I found that Druid has a built-in autoscaling mechanism and are confused about some points.

First, what monitoring metrics does Druid use?

Second, I saw that a JSON object “nodeData” inside worker config spec was required for EC2 autoscaling on the official documentation. The demo doesn’t show how to add other EC2 environment variables like the subnet, tags, ebs_size. Is there anymore instruction how to write the “nodeData”?

Third, why the node data is a necessary field? Suppose a middelManager has been launched, we could auto scaling based on that one by using the provisioned API “Launch more like this”.

Looking forward to your reply.

For your convenience, I post below the sample worker config spec below.

Best,

Xuanyi

link: https://druid.apache.org/docs/latest/configuration/index.html#overlord

{
“selectStrategy” : {
“type”: “fillCapacity” ,
“affinityConfig” : {
“affinity” : {
“datasource1”: [“host1:port”, “host2:port” ],
“datasource2”: [“host3:port” ]
}
}
},
“autoScaler” : {
“type”: “ec2” ,
“minNumWorkers”: 2 ,
“maxNumWorkers”: 12 ,
“envConfig” : {
“availabilityZone”: “us-east-1a” ,
“nodeData” : {
“amiId”: “{AMI}" , "instanceType": "c3.8xlarge" , "minInstances": 1 , "maxInstances": 1 , "securityGroupIds": ["{IDs}” ],
“keyName”: “{KEY_NAME}" }, "userData" : { "impl": "string" , "data": "{SCRIPT_COMMAND}” ,
“versionReplacementString”: “:VERSION:” ,
“version”: null
}
}
}
}

Anybody there?

Hi Xuanyi. I’m looking into this for you and will have some more information for you in a couple of days.

Hey Xuanyi,

The built-in autoscaling works on MiddleManagers and scales based on the task queue. It is pretty simple. If there are tasks queued up it will launch more. If there are empty MiddleManagers, it will terminate that.

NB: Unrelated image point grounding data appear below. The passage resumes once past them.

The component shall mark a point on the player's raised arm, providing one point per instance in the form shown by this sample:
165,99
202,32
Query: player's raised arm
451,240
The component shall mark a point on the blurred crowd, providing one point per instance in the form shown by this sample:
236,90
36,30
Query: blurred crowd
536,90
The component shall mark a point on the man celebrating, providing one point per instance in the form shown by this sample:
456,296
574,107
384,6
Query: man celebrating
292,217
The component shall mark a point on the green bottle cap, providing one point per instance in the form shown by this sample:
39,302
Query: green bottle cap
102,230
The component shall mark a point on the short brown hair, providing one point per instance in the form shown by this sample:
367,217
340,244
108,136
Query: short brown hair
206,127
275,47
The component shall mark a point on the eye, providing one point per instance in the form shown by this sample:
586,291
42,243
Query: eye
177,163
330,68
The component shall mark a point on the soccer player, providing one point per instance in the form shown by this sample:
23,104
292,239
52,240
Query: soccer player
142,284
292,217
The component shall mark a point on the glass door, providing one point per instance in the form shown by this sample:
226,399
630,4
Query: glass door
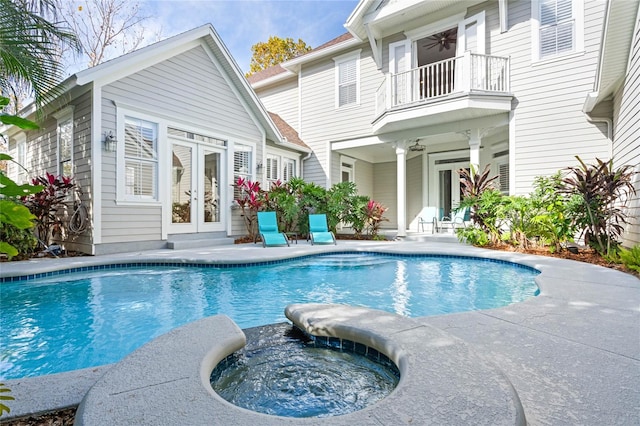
449,188
195,188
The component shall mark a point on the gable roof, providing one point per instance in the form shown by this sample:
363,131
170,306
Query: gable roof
289,133
137,60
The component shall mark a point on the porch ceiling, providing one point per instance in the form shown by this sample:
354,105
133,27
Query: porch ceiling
463,108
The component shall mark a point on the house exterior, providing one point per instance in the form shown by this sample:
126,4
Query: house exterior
154,140
416,90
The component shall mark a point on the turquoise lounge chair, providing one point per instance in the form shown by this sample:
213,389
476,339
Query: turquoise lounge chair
268,230
319,231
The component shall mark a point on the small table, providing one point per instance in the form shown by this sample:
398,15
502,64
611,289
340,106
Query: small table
292,236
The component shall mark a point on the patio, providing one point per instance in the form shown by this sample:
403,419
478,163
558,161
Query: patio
572,353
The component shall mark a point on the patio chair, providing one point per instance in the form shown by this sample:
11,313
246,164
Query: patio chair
319,231
454,221
427,216
268,230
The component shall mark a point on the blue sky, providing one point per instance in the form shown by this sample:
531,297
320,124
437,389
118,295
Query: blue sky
243,23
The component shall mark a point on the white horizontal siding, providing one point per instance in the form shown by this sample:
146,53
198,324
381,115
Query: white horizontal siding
550,128
187,91
626,146
322,122
283,100
385,190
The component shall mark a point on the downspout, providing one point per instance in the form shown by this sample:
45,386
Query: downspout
609,123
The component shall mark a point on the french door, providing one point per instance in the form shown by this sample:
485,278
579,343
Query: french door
449,189
196,182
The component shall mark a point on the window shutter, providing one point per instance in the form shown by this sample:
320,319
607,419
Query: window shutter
503,172
557,27
347,81
141,158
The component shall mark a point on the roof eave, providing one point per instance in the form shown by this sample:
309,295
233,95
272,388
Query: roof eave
294,64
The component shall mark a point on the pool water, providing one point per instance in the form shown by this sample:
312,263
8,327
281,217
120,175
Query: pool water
78,320
282,373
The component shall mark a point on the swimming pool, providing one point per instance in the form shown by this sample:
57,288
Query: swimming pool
82,319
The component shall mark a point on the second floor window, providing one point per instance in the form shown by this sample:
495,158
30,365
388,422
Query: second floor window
347,80
141,159
65,147
557,27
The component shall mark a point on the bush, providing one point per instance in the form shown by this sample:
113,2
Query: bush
23,240
631,257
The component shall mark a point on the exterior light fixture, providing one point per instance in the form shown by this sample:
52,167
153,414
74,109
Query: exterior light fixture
110,142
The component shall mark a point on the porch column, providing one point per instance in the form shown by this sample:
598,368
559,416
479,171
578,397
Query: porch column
475,138
401,159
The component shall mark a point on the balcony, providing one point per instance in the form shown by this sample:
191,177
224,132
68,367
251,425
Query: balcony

This system was added pretty early in Druid’s life, and was meant for a pretty narrow use case (basically, something that would be useful for one particular team). I am sure the design could be improved in various ways. If you are interested, check out “EC2AutoScaler” in the Druid codebase.

Hi Gian, thanks for your reply. I have looked at the PendingTaskBasedStrategy inside the codebase. Just my two, Druid should have somehow ThroughputBasedStrategy and dynamic taskCount.

Best,

Xuanyi

Hi,

Also wondering if this autoscaling feature could conflict with aws autoscaling groups ?

Hi Guillaume,

The Druid EC2AutoScaler currently operates directly on EC2 instances, without an autoscaling group. The overlord tracks and manages the lifecycle of these instances itself.